1. À la fin du dernier chapitre des Lois relatives au Temple, dans lequel il décrit la façon dont on le gardait, Maïmonide explique (au paragraphe 11) que les prêtres (Cohanim) se levaient tôt le matin, un peu avant le lever du jour. Ils faisaient alors le tour du Temple, en tenant deux torches, afin de s’assurer que tout allait bien. Il termine en précisant (au paragraphe 12) :

« On agissait ainsi toutes les nuits, à l’exception de celle du Chabbat où ils n’avaient pas de lumière en main, mais on inspectait à la lueur de chandelles allumées dans le Temple la veille de Chabbat. »

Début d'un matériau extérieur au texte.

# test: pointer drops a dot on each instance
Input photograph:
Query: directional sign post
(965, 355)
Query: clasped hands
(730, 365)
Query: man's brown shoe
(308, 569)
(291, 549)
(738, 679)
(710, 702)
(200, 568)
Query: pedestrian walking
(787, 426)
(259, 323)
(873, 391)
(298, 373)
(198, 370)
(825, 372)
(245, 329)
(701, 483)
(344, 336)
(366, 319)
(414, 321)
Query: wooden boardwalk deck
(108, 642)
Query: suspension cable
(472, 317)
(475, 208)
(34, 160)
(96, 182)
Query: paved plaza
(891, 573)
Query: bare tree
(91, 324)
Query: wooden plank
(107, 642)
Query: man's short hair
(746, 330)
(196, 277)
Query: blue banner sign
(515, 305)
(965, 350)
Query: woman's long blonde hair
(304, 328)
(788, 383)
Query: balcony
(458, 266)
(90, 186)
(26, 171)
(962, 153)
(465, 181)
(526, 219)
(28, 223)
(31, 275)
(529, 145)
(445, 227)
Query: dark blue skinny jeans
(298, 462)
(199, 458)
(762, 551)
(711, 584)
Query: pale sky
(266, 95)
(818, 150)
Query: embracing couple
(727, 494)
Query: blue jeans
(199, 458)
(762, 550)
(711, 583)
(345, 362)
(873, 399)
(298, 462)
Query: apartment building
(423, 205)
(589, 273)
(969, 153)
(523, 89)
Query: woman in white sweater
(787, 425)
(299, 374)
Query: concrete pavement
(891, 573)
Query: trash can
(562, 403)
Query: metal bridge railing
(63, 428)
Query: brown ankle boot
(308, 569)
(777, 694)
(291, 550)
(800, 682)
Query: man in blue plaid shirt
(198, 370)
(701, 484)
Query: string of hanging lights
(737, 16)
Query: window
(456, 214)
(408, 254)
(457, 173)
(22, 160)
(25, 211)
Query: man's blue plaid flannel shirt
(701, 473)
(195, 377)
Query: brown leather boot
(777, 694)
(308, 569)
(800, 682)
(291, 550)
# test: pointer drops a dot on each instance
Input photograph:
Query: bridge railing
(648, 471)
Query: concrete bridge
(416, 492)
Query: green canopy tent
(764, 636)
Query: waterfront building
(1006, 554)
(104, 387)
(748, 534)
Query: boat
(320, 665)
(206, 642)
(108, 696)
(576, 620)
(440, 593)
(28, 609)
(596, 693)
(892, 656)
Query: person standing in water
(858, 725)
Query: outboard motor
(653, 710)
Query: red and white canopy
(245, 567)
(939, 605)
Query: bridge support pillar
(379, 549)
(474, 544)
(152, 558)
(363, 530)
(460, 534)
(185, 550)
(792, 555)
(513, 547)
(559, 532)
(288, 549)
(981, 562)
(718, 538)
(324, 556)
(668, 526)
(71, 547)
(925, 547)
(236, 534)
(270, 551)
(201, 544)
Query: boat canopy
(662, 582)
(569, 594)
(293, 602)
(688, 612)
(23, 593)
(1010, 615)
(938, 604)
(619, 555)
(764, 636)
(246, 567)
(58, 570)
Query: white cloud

Il est une question classique des commentateurs :

La loi juive stipule (et Maïmonide lui-même l’a rapporté en différents endroits) que les interdictions décrétées par nos Sages à propos du Chabbat ne s’appliquaient pas au Temple. Or, prendre à la main une torche pendant Chabbat ne constitue qu’une interdiction de nos Sages. De ce fait, pourquoi les Cohanim ne contrôlaient-ils pas le Temple le Chabbat comme tous les autres jours ?

Le Kessef Michné répond à cette question en expliquant que, dans notre cas, il n’y avait pas lieu de transgresser un décret de nos Sages, du fait qu’il était possible d’agir en allumant des lumières avant l’entrée du Chabbat.

Cette réponse demande réflexion (comme le rapportent d’autres commentateurs). En effet, Maïmonide écrit, dans les lois relatives au service du jour de Kippour :

« Si le grand-prêtre était vieux ou malade, on portait au rouge des blocs de fer la veille de Kippour que l’on mettait dans le bain rituel (dans lequel le grand-prêtre devait se tremper à plusieurs reprises ce jour-là) afin qu’il tiédisse, car les décrets de nos Sages ne s’appliquent pas au Temple. »

Or, il était aussi possible, comme l’affirme Maïmonide lui-même, de verser de l’eau chaude (réchauffée la veille de Kippour) dans ce bain rituel.

D’autre part, Maïmonide explique que, si le grand-prêtre (qui devait se tenir éveillé toute la nuit de Kippour) venait à somnoler, les jeunes lévites claquaient des doigts devant son visage, ce qui, d’après Maïmonide, fait partie des interdictions de nos Sages à propos du Chabbat. Or, de toute évidence, il y avait d’autres moyens de tirer le grand-prêtre de sa somnolence.

2. Nous pourrions a priori répondre ainsi : La permission de transgresser les décrets de nos Sages dans le Temple, même lorsqu’il est possible de faire autrement, ne s’applique que dans des cas inhabituels tels que lorsque le grand-prêtre est vieux ou malade, ou si celui-ci arrive à somnoler la nuit de Kippour. Par contre, on ne pouvait les transgresser, dans les situations courantes, que s’il n’y avait pas d’alternative.

Dans notre cas, il s’agit d’un comportement hebdomadaire des Cohanim. De ce fait, on ne peut instituer une transgression d’un décret de nos Sages, alors qu’il existe d’autres moyens d’agir.

Cette explication semble toutefois insuffisante, car il est permis de décoller la peau de l’agneau pascal en l’accrochant à un piquet, comme à l’habitude, même si la veille de Pessa’h (dans l’après-midi duquel il est sacrifié) tombe un Chabbat.

Et il est difficile de dire que le fait que Pessa’h ait lieu un lendemain de Chabbat soit un événement inaccoutumé parce qu’il ne se produit que de temps à autre.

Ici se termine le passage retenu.